Sadly I wasn’t drunk and haven’t seen the inside of a pub for a record number of weeks. Therefore was obviously temporarily insane when I, a water phobic, non-sporty type agreed to go in a large but very narrow floating vessel on the usually perfect setting of the River Ouse.
So why did a normally confident, stubborn and decisive person agree to this ridiculous idea? Partly not to be called a chicken for the rest of my career, partly to experience an Olympic sport but mostly to tick an achievement off the list. (It’s number 2 to surviving without chocolate and alcohol for 6 whole weeks – am I painting a negative picture of myself?)
As always, I’m sure the men were reminded to mind their language in front of a ‘lady’ only for the image to be completely shattered in the first few seconds. Having given up trying to get into the boat in a lady like fashion wearing exceptionally low slung jeans (big mistake, will know better next time. Actually, there will be NO next time!), I do believe I was the first to swear after the first sign of thunder just as I got my feet strapped in.
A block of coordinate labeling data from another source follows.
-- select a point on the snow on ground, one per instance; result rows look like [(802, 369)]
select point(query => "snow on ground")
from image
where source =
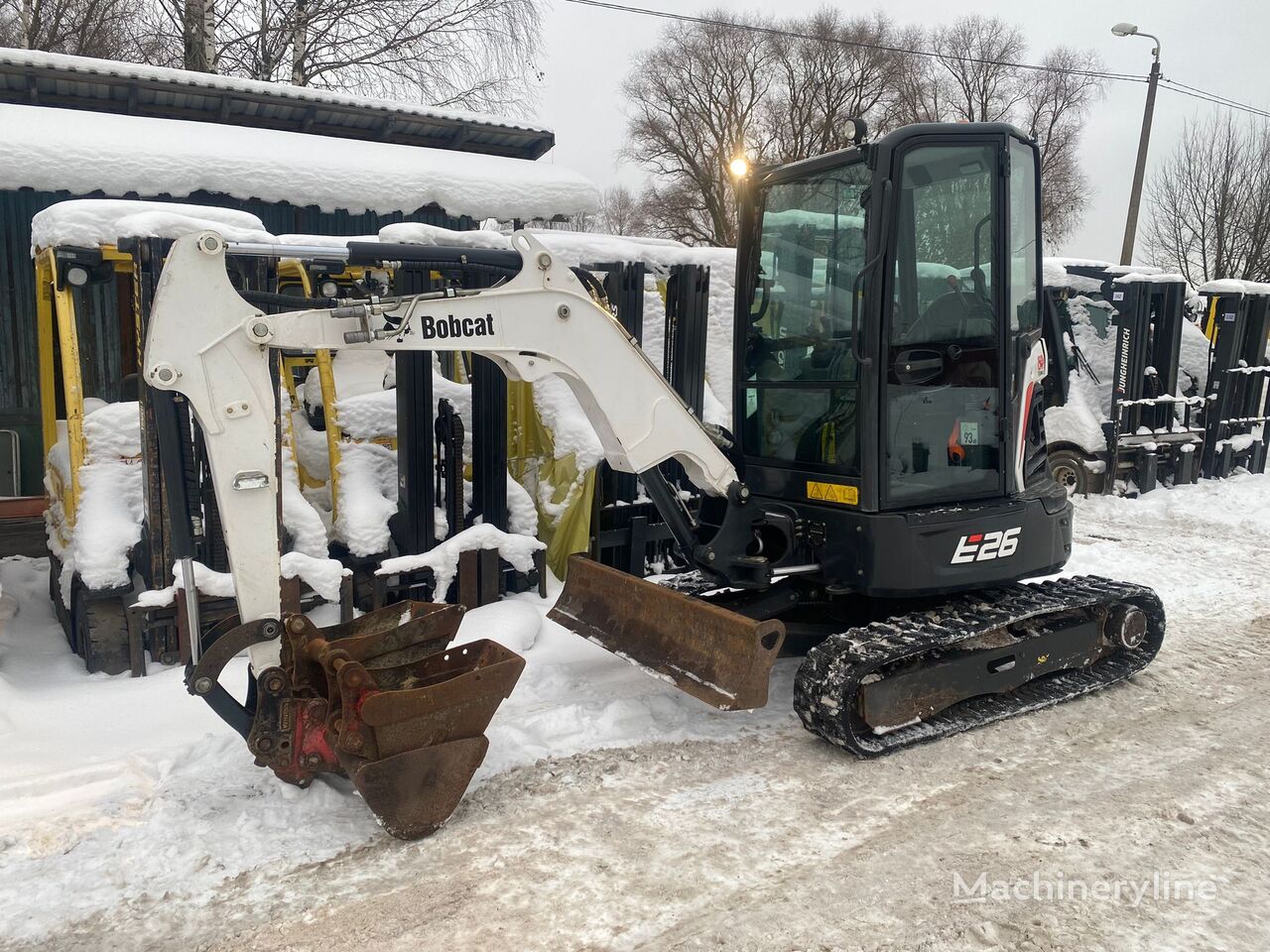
[(131, 817)]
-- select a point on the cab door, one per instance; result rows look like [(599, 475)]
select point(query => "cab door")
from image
[(943, 373)]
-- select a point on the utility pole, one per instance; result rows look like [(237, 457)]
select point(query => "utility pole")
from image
[(1130, 226)]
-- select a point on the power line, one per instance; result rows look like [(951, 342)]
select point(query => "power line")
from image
[(1174, 85), (884, 48), (1183, 89)]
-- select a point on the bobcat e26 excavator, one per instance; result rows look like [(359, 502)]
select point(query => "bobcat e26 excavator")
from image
[(883, 494)]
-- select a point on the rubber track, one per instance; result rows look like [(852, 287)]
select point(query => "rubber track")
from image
[(825, 689)]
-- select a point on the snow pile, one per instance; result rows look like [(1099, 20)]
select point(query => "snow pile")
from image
[(125, 154), (444, 558), (103, 221), (580, 249), (367, 498), (207, 581), (322, 575), (111, 504), (1080, 420), (411, 232), (571, 429), (367, 416)]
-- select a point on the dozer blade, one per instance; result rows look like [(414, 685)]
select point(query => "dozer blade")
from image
[(384, 701), (717, 656)]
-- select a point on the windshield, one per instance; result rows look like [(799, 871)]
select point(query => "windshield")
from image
[(802, 400)]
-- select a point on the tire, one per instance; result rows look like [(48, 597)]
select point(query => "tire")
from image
[(1067, 468), (102, 633)]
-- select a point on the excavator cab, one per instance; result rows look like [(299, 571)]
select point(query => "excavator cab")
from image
[(888, 362)]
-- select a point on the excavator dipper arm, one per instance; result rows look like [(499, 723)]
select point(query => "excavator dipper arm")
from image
[(382, 698), (212, 347)]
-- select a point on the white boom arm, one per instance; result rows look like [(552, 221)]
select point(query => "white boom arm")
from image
[(211, 345)]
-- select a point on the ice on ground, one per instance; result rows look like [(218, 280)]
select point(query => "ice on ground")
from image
[(89, 222), (98, 153), (119, 792)]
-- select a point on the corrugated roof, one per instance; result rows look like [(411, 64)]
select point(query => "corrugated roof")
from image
[(109, 86), (125, 155)]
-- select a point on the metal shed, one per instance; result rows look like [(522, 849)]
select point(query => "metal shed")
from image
[(56, 103)]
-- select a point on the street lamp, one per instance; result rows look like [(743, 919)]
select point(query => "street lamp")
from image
[(1130, 226)]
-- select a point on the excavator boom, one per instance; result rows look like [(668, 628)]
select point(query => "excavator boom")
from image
[(382, 699)]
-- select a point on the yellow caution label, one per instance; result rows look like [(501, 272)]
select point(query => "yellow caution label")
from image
[(833, 493)]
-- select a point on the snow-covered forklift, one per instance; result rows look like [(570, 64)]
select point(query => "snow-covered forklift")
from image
[(91, 479), (884, 492), (1121, 408), (1237, 322), (107, 499)]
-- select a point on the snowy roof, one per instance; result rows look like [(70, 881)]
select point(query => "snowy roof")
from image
[(87, 222), (107, 85), (130, 154), (1103, 266), (1233, 286), (1152, 278)]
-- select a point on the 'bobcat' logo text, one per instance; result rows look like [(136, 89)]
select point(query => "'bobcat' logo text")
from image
[(453, 326)]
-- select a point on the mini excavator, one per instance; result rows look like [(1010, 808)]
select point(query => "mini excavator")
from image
[(876, 508)]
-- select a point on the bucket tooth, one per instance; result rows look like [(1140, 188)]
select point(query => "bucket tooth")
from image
[(413, 792), (385, 701), (717, 656)]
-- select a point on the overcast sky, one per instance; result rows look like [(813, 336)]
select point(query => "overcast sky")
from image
[(1222, 46)]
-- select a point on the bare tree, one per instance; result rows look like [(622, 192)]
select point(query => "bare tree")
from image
[(1209, 203), (621, 212), (695, 102), (1053, 109), (710, 86), (828, 68), (99, 28), (475, 54), (976, 56)]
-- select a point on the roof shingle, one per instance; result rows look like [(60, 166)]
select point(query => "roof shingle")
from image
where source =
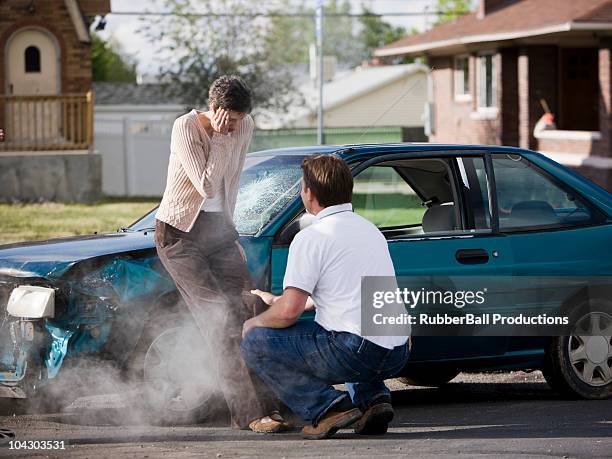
[(516, 17)]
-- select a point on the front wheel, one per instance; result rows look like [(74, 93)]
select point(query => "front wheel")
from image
[(434, 377), (178, 381), (580, 365)]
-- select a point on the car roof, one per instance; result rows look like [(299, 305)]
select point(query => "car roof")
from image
[(348, 150)]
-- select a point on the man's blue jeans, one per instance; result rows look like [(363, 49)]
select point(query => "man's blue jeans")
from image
[(300, 364)]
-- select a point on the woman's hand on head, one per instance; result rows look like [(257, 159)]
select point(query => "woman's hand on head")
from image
[(220, 121)]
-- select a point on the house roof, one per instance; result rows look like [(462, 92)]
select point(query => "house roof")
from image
[(111, 93), (518, 19)]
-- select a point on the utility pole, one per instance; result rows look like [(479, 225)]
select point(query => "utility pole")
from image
[(319, 32)]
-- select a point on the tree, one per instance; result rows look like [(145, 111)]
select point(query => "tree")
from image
[(195, 50), (452, 9), (108, 62), (376, 33)]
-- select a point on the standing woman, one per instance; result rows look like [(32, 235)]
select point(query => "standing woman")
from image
[(198, 244)]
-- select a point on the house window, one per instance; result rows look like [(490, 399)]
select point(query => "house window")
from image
[(462, 78), (32, 59), (487, 89)]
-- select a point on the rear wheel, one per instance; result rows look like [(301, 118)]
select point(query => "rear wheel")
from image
[(580, 365)]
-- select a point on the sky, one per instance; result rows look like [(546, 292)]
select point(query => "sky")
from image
[(123, 28)]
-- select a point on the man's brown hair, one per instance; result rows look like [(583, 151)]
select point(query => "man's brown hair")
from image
[(329, 178)]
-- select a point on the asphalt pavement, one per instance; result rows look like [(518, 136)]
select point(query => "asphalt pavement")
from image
[(476, 415)]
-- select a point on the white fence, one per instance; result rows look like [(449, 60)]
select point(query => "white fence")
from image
[(134, 142)]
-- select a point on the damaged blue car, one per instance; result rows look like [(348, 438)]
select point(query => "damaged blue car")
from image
[(106, 300)]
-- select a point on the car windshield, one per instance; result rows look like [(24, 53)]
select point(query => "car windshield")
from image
[(267, 184)]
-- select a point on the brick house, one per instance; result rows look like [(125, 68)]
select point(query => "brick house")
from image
[(491, 69), (46, 106)]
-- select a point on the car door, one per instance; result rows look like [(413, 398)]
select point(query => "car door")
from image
[(435, 211), (394, 192)]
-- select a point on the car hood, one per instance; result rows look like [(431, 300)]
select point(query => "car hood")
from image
[(51, 259)]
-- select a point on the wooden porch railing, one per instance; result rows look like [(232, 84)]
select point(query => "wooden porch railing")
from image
[(34, 123)]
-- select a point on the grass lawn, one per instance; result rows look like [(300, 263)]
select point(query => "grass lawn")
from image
[(31, 222)]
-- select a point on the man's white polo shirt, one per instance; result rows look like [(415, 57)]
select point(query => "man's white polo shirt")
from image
[(327, 260)]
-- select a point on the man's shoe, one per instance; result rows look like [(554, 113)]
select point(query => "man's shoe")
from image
[(376, 419), (331, 423)]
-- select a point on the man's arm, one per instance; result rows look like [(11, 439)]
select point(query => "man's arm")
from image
[(283, 312)]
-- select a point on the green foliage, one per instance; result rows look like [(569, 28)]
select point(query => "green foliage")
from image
[(108, 63), (452, 9), (376, 33), (196, 50)]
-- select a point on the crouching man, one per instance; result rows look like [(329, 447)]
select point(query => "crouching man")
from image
[(300, 361)]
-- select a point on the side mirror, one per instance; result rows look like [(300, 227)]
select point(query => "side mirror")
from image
[(288, 233)]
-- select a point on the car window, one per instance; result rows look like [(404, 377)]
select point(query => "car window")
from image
[(475, 188), (382, 196), (527, 199)]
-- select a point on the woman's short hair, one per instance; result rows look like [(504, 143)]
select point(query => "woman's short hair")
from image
[(230, 92)]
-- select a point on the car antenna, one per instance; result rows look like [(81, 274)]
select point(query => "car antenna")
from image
[(412, 86)]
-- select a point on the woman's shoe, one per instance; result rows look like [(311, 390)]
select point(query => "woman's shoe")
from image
[(274, 423)]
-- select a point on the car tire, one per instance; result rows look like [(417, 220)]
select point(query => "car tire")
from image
[(435, 377), (580, 366), (176, 384)]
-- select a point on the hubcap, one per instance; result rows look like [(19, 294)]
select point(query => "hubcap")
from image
[(178, 371), (591, 355)]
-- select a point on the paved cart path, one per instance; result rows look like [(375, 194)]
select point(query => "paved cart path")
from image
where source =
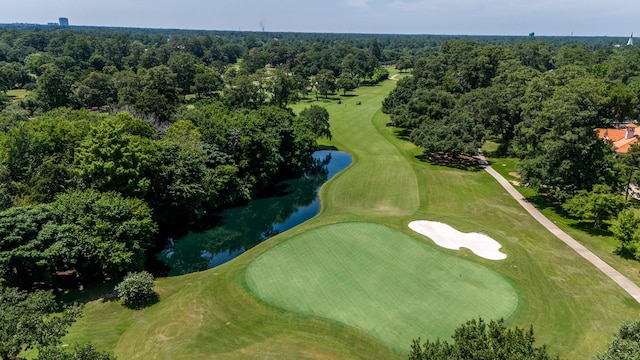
[(624, 282)]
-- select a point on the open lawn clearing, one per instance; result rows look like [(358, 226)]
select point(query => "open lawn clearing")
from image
[(379, 280), (599, 241), (572, 306)]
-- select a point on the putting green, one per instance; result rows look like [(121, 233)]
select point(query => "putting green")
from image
[(380, 280)]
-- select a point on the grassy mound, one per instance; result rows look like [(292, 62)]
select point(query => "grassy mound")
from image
[(379, 280)]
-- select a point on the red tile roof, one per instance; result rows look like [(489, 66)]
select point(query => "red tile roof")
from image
[(619, 137)]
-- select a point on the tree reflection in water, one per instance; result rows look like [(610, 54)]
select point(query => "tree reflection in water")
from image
[(244, 227)]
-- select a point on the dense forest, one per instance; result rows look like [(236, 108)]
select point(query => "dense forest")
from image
[(123, 137), (540, 103), (177, 125)]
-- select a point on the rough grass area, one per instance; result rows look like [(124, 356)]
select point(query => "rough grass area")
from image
[(379, 280), (214, 314)]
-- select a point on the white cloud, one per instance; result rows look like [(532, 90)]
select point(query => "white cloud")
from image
[(357, 3)]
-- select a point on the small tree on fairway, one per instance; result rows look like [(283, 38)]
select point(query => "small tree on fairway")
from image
[(476, 339), (136, 288), (625, 344), (318, 118), (597, 205)]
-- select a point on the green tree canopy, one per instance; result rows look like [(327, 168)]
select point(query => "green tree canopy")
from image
[(625, 344), (477, 340), (597, 205), (31, 320)]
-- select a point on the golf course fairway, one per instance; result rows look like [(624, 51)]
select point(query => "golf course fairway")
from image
[(355, 282), (379, 280)]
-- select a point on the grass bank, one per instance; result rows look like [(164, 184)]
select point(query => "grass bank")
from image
[(215, 313)]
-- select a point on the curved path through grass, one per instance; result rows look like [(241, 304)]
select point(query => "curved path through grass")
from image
[(215, 314), (629, 286)]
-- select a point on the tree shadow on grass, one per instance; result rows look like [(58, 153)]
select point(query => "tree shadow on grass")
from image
[(103, 291), (543, 202), (151, 300), (463, 162), (588, 227), (626, 253)]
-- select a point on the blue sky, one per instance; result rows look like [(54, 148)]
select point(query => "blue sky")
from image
[(473, 17)]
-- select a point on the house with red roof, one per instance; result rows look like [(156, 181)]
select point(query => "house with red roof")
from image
[(622, 139)]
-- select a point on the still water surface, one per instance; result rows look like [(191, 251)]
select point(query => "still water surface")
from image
[(242, 228)]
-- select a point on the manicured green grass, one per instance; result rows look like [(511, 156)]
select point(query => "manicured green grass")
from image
[(214, 314), (379, 280)]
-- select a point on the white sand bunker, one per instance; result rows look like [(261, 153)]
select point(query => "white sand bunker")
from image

Within what seemed like a second, we pulled away from the treasured dry land before I could change my mind. Immediately my eyes shut, my head went down and my grip tightened on the bar in front of me.
After a while, the 5% of me that wanted to feel like the professional rowers do opened my eyes. I tried to pretend I was back on the canals of Venice to get me through the ‘experience’. For a few seconds it was pleasant, after all this was my favourite part of Bedford.
Then the guys put on the pressure and my thoughts were back from Venice with not a Cornetto or a song in sight!
I now was thinking more of films like Shipwrecked and The Storm. Where were Bruce Willis or Arnie when I needed them? The normally stunning riverside setting had become a deserted ghost town, or so I imagined because my were eyes were shut again.
As the crew got to the point where they were going to turn, we slowed down, just as the rain was at its heaviest. It was like a very fast fairground ride that you think is going to stop, but you don’t let go as you know it’s a trick; it’s only about to get faster going back the other way.
So near yet so very far. And so wet.
At this point I couldn’t open my eyes even if I wanted to because the rain was so heavy. My clothes were so wet that I must have doubled my weight so I wasn’t a ‘lightweight’ after all.
I now knew I was on my way back to dry land and being rescued by action hero Andy Smith (Bruce Willis’s night off apparently). The one thing that kept me going was Andy, the Cox’s humour. Although shaking with cold and fear (and I’m pretty sure pneumonia), for some reason it became too much of an effort to worry about drowning and a lot easier to see the funny side. For no apparent reason except the ridiculous situation I found myself in, I broke into a fit of giggles for the rest of the journey!
Although I was afraid, I did feel that even it the worst was to happen, I was in the very safe hands of 8 perfect gentlemen.